Once you’ve sent in your paperwork, all that’s left is waiting for their final decision.
Finally, be ready to recognize it if you’re fighting a losing battle. You may have no chance of overturning the adjustor’s original decision, and if that happens, you’ll have invested a lot of time and energy for no return. That’s why it can help if you focus on…
Stopping Claims From Getting Denied
Having a number of denied claims on your record could be a problem in the future, so it’s worth trying to avoid having any claims denied. Fortunately, there are a number of things you can do to help stop denials from happening in the first place.
- Begin by understanding your extended warranty. This means reading all of it – yes, all of it, including every single line of the fine print – and making sure you understand the terms of the agreement and what it actually covers. If you’re familiar with your policy and the components of your vehicle, then you should be able to accurately predict what kinds of repairs will be covered and what kinds won’t. Talk to an expert if there’s any part of the policy you don’t understand – most policy providers have representatives that you can contact over the phone or through e-mail, and they’re usually happy to answer any questions you have about the policy. They may also offer several policies that cover different things, so look through all of your options.

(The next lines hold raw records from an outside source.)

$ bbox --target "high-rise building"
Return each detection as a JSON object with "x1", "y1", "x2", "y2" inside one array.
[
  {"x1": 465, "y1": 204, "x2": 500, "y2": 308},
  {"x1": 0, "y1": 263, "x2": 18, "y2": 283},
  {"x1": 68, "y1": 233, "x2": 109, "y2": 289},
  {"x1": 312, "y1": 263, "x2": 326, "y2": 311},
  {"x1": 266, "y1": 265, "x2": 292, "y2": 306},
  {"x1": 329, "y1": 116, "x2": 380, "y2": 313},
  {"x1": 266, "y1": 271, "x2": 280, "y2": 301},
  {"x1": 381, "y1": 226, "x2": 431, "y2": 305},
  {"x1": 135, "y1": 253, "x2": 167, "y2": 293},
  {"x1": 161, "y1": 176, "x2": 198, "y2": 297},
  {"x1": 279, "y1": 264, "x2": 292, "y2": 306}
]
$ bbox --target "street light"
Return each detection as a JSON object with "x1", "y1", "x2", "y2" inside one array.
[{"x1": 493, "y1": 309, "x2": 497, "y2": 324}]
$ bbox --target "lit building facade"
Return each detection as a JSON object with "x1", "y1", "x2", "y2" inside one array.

- Next, double-check your policy and ensure it covers wear-and-tear. Many mechanical issues that vehicles face fall under this category, and it’s common for policies to deny wear-and-tear claims. Keep in mind that there are often limitations on what wear-and-tear policies cover – the company may only be willing to pay for part of the costs (up to a certain limit), and you should compare what the policy covers to average repair costs before signing up for the policy.
- Finally, check for a list of approved service shops. The repair process tends to go smoother when repairmen and warranty companies have worked together in the past – and more importantly, a warranty company is more likely to accept the repairman’s judgment if they’ve worked together many times in the past. This does limit your options somewhat, but the end results tend to be better.
Finding The Best Extended Auto Warranties
Buying an extended warranty from the right company can make all the difference. Unscrupulous companies often create agreements so complex that what they really say is “We’re not covering anything”. More reputable companies are actually focused on helping cover you, and they’re considerably more likely to approve the average claim.
Start by doing your research online and looking for independent reviews of the company. Avoid checking the company’s website for testimonials – those are easy to fake, while it’s much harder to fake a series of reviews from people whose histories you can actually look up. Alternately, ask your favorite vehicle repair shop about extended warranty providers. They can tell you which companies they work with and who is most likely to pay out on claims – these professionals are an excellent source of information, and you may even want to begin your search with them instead of online.
Don’t forget to talk to the warranty company before you buy. Reputable companies tend to answer questions promptly and ensure you understand the coverage you’re given, while untrustworthy companies usually try to avoid answering hard-hitting questions.